On being diagnosed with ALS
“My expectations were reduced to zero when I was 21. Everything since then has been a bonus,” he told the New York Times in 2004, after being asked how he kept his spirits up. “Life would be tragic if it weren’t funny.”
On being a celebrity
“The downside of my celebrity is that I cannot go anywhere in the world without being recognized,” he told an Israeli journalist in 2006. “It is not enough for me to wear dark sunglasses and a wig. The wheelchair gives me away.”
On the potential of humans
“We are just an advanced breed of monkeys on a minor planet of a very average star. But we can understand the Universe. That makes us something very special,” Hawking told German paper Der Spiegel in 1988. He often spoke about space exploration and the extent of human potential.
On women
“They are a complete mystery,” he said in an interview with The New Scientist magazine in 2012, having confessed to having spent most of his 70th birthday thinking not about the wonders of the cosmos, but about women.
On religion
“There is a fundamental difference between religion, which is based on authority, [and] science, which is based on observation and reason,” Hawking told ABC’s Diane Sawyer in 2010. “Science will win, because it works.” But his work wasn’t all dry rationality. “Science is not only a disciple of reason but, also, one of romance and passion,” he told PARADE magazine in 2010.
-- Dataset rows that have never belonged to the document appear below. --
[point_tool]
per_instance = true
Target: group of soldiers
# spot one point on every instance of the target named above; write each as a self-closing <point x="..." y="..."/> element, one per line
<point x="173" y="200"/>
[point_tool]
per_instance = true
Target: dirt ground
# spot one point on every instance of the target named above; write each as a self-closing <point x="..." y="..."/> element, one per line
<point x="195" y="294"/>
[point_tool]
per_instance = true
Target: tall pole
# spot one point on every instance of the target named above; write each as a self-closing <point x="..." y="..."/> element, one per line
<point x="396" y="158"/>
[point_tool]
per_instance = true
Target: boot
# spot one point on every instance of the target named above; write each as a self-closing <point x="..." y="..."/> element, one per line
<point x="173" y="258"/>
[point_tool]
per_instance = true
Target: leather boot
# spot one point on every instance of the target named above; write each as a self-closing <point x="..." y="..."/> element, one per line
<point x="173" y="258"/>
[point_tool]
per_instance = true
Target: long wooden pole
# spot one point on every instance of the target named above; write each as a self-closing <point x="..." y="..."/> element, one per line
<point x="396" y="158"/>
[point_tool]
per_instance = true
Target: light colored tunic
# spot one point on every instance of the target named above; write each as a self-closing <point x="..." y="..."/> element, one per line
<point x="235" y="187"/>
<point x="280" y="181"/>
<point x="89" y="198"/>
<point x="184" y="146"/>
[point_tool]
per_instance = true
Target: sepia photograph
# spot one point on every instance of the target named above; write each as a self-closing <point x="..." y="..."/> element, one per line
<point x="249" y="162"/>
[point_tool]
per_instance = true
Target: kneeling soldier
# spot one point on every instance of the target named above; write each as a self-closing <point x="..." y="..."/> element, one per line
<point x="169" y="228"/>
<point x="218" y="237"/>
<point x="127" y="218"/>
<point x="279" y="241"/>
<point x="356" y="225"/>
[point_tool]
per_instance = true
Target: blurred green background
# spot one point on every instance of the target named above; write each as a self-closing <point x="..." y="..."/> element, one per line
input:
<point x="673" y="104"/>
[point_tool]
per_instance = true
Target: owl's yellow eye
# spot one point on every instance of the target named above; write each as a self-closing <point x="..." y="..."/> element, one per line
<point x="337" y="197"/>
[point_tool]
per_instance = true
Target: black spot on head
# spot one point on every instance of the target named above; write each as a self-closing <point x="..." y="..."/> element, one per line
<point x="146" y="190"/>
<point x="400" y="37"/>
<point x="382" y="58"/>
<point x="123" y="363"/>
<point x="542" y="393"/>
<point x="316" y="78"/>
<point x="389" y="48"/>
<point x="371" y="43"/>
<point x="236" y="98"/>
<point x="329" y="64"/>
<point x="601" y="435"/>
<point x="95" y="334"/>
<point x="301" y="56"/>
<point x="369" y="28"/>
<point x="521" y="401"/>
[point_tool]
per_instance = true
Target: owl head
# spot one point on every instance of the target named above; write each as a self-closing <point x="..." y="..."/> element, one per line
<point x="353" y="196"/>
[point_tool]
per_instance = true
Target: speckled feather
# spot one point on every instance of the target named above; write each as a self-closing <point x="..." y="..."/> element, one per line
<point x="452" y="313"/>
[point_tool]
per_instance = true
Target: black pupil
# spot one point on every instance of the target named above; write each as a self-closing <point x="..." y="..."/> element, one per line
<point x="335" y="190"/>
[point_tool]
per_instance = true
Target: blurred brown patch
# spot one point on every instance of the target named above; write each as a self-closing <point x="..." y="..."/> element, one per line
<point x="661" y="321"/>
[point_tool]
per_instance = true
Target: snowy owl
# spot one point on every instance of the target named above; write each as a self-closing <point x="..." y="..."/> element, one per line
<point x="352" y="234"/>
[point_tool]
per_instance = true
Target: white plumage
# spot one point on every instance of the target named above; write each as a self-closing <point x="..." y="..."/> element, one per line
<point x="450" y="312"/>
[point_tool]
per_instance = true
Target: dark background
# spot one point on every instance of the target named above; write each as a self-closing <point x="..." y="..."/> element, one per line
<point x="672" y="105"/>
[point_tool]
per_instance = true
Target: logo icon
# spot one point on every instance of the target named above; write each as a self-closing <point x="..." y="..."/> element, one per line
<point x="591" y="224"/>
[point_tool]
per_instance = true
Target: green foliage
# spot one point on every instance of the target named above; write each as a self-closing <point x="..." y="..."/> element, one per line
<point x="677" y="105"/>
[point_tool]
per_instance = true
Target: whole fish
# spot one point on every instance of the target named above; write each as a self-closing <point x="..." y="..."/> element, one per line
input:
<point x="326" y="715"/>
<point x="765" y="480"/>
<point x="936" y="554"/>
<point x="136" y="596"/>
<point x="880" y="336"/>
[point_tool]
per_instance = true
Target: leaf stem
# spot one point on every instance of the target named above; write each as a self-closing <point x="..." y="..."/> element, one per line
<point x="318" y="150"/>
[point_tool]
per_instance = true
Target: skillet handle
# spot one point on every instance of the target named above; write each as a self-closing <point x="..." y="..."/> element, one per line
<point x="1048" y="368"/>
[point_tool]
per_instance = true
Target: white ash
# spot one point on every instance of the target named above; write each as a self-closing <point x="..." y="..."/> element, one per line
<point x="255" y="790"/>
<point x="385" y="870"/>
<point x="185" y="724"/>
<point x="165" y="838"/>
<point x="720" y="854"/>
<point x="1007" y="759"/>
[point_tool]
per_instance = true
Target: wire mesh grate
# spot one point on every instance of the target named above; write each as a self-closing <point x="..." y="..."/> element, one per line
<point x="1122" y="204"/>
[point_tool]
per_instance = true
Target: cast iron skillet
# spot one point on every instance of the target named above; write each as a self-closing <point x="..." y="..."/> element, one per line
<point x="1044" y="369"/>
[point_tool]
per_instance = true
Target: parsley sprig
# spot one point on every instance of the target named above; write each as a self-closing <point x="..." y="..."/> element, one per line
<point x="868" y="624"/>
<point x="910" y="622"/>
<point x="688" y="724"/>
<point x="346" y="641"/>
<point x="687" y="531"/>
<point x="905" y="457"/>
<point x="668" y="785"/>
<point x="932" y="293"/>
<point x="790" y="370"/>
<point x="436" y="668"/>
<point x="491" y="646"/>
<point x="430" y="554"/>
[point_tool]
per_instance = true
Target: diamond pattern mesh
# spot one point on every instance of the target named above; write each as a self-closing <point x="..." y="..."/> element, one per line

On the reason the universe exits
“If we find the answer to that, it would be the ultimate triumph of human reason — for then we would know the mind of God,” he wrote in his 1988 bestseller ‘A Brief History of Time’.
On finding alien life
“Primitive life is relatively common, but that intelligent life is very rare. Some say it has yet to appear on planet Earth,” he said at an event honoring the 50th anniversary of NASA at George Washington University in 2008.
On climate change
I don’t think the human race will survive the next thousand years, unless we spread into space. There are too many accidents that can befall life on a single planet,” he said in an interview with The Telegraph in 2011. “But I’m an optimist. We will reach out to the stars.” In recent years, Hawking spoke and wrote about the dangers posed by climate change and the frailties of planet Earth.
On Death
“I have lived with the prospect of an early death for the last 49 years. I’m not afraid of death, but I’m in no hurry to die. I have so much I want to do first,” Hawking said in an interview with The Guardian in May 2011.